I have seen this problem in a book .
But I don't know what should be the solution . Question is
There is a sequence defined by $$\sqrt[1]{1},\sqrt[2]{2},\sqrt[3]{3},\sqrt[4]{4},\cdots,\sqrt[n-1]{n-1},\sqrt[n]{n}$$
We have to find the largest number in this sequence.
What I did is as usual what I do when comparing two irrational numbers
I compared $\sqrt[1]{1} $ & $\sqrt[2]{2}$ and found that $\sqrt[2]{2}$ is greater.
Then I compared $\sqrt[3]{3} $ &$\sqrt[2]{2}$ and found $\sqrt[3]{3}$ is greater.
Then I compared $\sqrt[3]{3} $& $\sqrt[4]{4}$ and found $\sqrt[3]{3}$ is greater.
And then I compared $\sqrt[5]{5}$&$\sqrt[4]{4}$ and found $\sqrt[4]{4}$ is greater.
And finally I compared $\sqrt[5]{5}$&$\sqrt[6]{6}$ and found $\sqrt[5]{5}$ is greater.
I cannot guarantee will it work up to infinity or not and found $\sqrt[3]{3}$ is greatest term.

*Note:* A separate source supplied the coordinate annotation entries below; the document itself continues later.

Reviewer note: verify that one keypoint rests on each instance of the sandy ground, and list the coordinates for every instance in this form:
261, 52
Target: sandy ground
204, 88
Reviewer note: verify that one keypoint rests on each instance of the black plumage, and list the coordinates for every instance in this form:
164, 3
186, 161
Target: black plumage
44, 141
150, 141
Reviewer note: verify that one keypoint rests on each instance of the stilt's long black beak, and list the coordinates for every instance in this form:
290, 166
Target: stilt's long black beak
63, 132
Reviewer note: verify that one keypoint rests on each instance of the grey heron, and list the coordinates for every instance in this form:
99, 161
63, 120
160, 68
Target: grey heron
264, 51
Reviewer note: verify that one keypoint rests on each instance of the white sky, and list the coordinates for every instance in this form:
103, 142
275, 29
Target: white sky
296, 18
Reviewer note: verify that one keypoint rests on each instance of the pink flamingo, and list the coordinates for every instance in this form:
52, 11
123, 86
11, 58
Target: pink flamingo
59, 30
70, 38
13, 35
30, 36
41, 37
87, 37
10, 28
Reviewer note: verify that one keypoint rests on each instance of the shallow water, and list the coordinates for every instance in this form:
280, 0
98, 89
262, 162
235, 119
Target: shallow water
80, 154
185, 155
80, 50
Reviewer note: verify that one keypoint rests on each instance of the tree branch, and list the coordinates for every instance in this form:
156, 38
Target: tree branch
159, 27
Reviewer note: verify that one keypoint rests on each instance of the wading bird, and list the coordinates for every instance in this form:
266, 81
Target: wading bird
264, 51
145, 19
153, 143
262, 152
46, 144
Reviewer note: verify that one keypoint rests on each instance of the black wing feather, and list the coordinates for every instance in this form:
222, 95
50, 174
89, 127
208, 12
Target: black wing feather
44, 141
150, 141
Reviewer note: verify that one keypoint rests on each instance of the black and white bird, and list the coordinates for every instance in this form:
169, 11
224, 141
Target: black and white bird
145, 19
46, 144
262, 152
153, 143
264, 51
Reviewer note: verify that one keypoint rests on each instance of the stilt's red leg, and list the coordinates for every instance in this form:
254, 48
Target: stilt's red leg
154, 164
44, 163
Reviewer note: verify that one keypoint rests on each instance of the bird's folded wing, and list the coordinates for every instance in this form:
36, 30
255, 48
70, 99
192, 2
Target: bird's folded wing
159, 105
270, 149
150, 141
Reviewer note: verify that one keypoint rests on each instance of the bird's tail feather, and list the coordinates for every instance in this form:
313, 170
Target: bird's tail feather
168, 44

And now I have to prove my result.
More generally I have to prove that $\sqrt[n]{n}\gt \sqrt[n+1]{n+1}$ for all $n\in\mathbb N$ and $n\gt 2$
I applied induction to prove it but didn't got the solution.
Please help me in proving this .
Or please tell me an alternative way to tell which number is largest in the sequence.
Notice that your inequality is equivalent to $$ n^{n+1} > (n+1)^n = \sum_{k=0}^{n} {n \choose k} n^{n-k}. $$ Now, the sum on the right has $n+1$ terms. A simple upper bound for a generic term is $$ {n \choose k} n^{n-k} \le \frac{n^k}{k!} n^{n-k} = \frac{n^n}{k!}.$$ Thus, we have $$ (n+1)^n \le n^n(1 + 1 + \frac1{2!} + \ldots + \frac1{n!}) \le n^n \cdot e. $$ Using that for $n \geq 3$ we have also $n > e$, we get $(n+1)^n < n^n \cdot n = n^{n+1}.$